Stratospheric In Situ Measurements of N2O5 Constrain Heterogeneous Chemistry, Ozone, and the Hydrolysis Mechanism

Zach Decker

Zach Decker

CU CIRES at NOAA CSL

Thursday, 25 September 2025
11 am Mountain Time
DSRC 2A305

Abstract

The formation and fate of stratospheric N2O5 are key processes for controlling stratospheric total reactive nitrogen (NOy). Heterogeneous (gas / particle) processing converts N2O5 into HNO3 (a long-lived NOx reservoir), which in turn strongly influences stratospheric ozone (O3) destruction. Even so, the uptake coefficient of N2O5, γ(N2O5), and its dependencies have yet to be determined by in situ stratospheric observations. The NOAA Stratospheric Aerosol Processes, Budget, and Radiative Effects (SABRE) campaign achieved wintertime in situ stratospheric N2O5 observations between ~30 – 80° N and altitudes between 10 – 17 km enabling empirical determination of γ(N2O5) in great detail. While the average γ(N2O5) is 0.061, values show systematic variability related to the N2O "average age of air" tracer. Stratospheric air masses < 0.75 yr old exhibit γ(N2O5) that vary by more than a factor of 100. In contrast, γ(N2O5) for air masses >1 yr old show a log-linear positive correlation with N2O (R2 = 0.55). The variability is connected to particle composition. Biomass burning and other tropospheric-influenced aerosol exhibited small and variable γ(N2O5): 0.0030 – 0.054, 9th – 91st %, respectively. Background stratospheric particles and those influenced by the Hunga Tonga volcanic eruption exhibited moderate values (0.033 – 0.096) and particles formed on meteoric dust exhibited the greatest values (0.053 – 0.10). Strong correlations between γ(N2O5) and observed particle properties (R2 >0.9) suggest N2O5 hydrolysis proceeds by two competing mechanisms depending on the particle composition: 1) an organic mass fraction dependent, bulk-solvation-limited process for tropospheric-influenced particles and 2) an acid-catalyzed, near-surface mass accommodation limited process for sulfuric acid particles. The strong correlations enable determination of physio- and thermo-chemical properties (e.g. reacto-diffusive length, enthalpy and entropy of accommodation, critical cluster size), which provide wide corroboration of laboratory studies by field observations. The new constraints on γ(N2O5) are used with the Community Earth System Model 2 (CESM2) with WACCM6, to understand the influence on O3 under various scenarios such as volcanic eruption and stratospheric aerosol injection.

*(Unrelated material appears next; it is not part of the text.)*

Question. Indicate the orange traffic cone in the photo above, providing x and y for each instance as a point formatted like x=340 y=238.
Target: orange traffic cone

Dr. Zachary Decker is a research scientist at CIRES and NOAA Chemical Sciences Laboratory. Zach's research interests include wildfire smoke and aircraft exhaust impacts on air quality and climate as well as stratospheric processes and how they may impact potential future climate intervention. Most of his research is conducted in the field by measurements on aircraft or on the ground.